Nuestra opinión: buena

Aquellos carnavales porteños, con sus coloridos disfraces, sus multicolores serpentinas y su alegría ingenua, ya quedaron en el olvido. Son, en esta época, viejas postales que descansan en el arcón de los recuerdos más entrañables. De esos carnavales, sin embargo, subsisten como preciado legado las murgas barriales, integradas por hombres y mujeres que se niegan a borrar los sonidos de tamboriles, esconder las levitas, las galeras, los estandartes y los trajes de raso y lentejuelas. De ellos habla Pedro Fernández Mouján en este documental tan querible como nostálgico.
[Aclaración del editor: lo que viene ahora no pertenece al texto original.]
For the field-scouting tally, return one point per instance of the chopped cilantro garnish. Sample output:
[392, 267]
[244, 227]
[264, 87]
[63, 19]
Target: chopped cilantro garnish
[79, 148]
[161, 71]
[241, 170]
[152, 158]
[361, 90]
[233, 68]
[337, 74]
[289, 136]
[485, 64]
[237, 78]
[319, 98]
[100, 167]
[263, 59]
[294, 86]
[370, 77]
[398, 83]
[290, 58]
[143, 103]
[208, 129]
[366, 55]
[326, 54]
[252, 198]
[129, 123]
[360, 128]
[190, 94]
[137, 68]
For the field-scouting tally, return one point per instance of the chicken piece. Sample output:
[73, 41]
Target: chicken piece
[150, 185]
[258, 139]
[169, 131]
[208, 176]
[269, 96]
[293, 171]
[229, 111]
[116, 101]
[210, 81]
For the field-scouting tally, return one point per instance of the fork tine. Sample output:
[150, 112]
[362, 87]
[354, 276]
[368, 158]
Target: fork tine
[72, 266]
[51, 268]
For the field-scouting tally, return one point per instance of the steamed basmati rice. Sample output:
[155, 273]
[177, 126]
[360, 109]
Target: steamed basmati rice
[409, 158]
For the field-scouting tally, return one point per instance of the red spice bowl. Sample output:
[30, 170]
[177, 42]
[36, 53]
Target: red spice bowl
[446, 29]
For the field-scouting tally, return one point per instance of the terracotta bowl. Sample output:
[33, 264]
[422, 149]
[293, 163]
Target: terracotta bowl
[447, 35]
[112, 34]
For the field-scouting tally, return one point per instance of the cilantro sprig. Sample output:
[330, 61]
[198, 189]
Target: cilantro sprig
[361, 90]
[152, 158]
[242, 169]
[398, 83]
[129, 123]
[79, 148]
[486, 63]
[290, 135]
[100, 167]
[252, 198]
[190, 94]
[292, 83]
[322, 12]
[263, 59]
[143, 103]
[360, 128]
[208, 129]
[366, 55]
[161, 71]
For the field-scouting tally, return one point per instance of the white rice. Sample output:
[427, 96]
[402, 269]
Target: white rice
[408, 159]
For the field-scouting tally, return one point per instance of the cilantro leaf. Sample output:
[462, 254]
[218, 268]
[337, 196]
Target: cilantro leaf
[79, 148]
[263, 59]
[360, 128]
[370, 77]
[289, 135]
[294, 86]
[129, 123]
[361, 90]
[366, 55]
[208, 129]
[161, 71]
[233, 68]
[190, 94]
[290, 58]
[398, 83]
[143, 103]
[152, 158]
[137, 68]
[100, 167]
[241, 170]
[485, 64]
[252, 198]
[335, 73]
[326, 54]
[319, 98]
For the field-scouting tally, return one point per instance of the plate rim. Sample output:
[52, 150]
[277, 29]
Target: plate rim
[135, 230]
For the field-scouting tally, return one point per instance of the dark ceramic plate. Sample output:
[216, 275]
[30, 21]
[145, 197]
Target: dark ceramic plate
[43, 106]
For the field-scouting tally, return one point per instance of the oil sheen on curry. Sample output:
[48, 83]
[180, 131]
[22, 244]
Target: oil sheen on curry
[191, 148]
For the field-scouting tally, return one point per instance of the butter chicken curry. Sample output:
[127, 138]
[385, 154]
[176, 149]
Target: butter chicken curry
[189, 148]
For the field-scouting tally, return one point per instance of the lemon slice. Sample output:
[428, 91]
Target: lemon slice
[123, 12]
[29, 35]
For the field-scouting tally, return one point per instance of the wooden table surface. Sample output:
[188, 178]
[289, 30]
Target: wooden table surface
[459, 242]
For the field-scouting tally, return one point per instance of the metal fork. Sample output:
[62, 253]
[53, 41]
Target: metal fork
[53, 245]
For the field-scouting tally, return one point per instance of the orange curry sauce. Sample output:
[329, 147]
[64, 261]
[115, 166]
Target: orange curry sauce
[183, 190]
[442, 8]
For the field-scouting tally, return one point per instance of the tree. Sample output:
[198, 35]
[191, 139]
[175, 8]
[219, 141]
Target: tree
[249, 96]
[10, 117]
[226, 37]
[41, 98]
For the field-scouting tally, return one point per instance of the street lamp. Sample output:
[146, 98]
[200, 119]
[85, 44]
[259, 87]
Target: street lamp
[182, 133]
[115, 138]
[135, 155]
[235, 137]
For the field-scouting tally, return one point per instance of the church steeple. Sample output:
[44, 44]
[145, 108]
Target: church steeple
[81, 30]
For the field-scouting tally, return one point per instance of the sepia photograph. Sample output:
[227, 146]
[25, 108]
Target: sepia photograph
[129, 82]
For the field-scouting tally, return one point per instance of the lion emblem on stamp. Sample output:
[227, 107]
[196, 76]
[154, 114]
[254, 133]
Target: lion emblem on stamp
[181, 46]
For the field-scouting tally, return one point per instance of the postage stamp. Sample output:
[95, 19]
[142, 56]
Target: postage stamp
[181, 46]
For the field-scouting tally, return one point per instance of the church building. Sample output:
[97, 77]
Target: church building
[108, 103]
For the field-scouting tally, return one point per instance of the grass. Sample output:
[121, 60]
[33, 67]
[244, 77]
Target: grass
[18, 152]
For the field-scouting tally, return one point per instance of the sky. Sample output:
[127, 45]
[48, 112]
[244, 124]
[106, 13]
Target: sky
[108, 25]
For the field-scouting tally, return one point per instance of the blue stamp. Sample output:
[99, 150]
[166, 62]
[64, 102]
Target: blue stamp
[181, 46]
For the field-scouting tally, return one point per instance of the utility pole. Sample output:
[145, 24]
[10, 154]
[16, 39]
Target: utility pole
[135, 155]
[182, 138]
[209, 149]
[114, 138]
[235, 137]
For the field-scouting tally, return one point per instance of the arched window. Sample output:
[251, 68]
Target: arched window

El realizador recoge los testimonios de los directores de cuatro murgas de los barrios de Boedo, Palermo, Saavedra y La Boca, y por medio de las palabras y de las imágenes, entreteje un sencillo álbum de recuerdos de quienes, hasta hoy, mantienen incólume la tradición murguera de estos artistas olvidados. El film no pretende nada más que lo que ofrece: documentar pretéritas pasiones, insertarse en la existencia cotidiana de esos rescatadores de olvidos y subrayar la necesidad de la memoria para que el ayer sea todavía tan importante como el hoy.

Con humildad

La murga, género artístico callejero y popular, está en la pantalla con la humildad de sus hacedores. Ellos saben que nada fue como antes, pero prosiguen su trajinar anónimo y aportan su cariño y su esfuerzo por mantener vivo un esplendor que, de sus manos y de sus esfuerzos, no morirá nunca. Sin duda Fernández Mouján es un sensible realizador que no necesitó de voces en off ni de encuadres intelectuales para dejar transcurrir su historia de la mano de la sinceridad y del respeto hacia sus entrevistados. Tuvo, como valiosos colaboradores, a Segundo Cerrato, un fotógrafo y camarógrafo de indudable valor, y a una montajista -Alejandra Almirón- que supo ensamblar estas mínimas historias que engrandecen este homenaje a las murgas porteñas, a esas murgas que ni están muertas ni agonizan. Simplemente sobreviven casi escondidas a la vuelta de alguna esquina de nuestros barrios.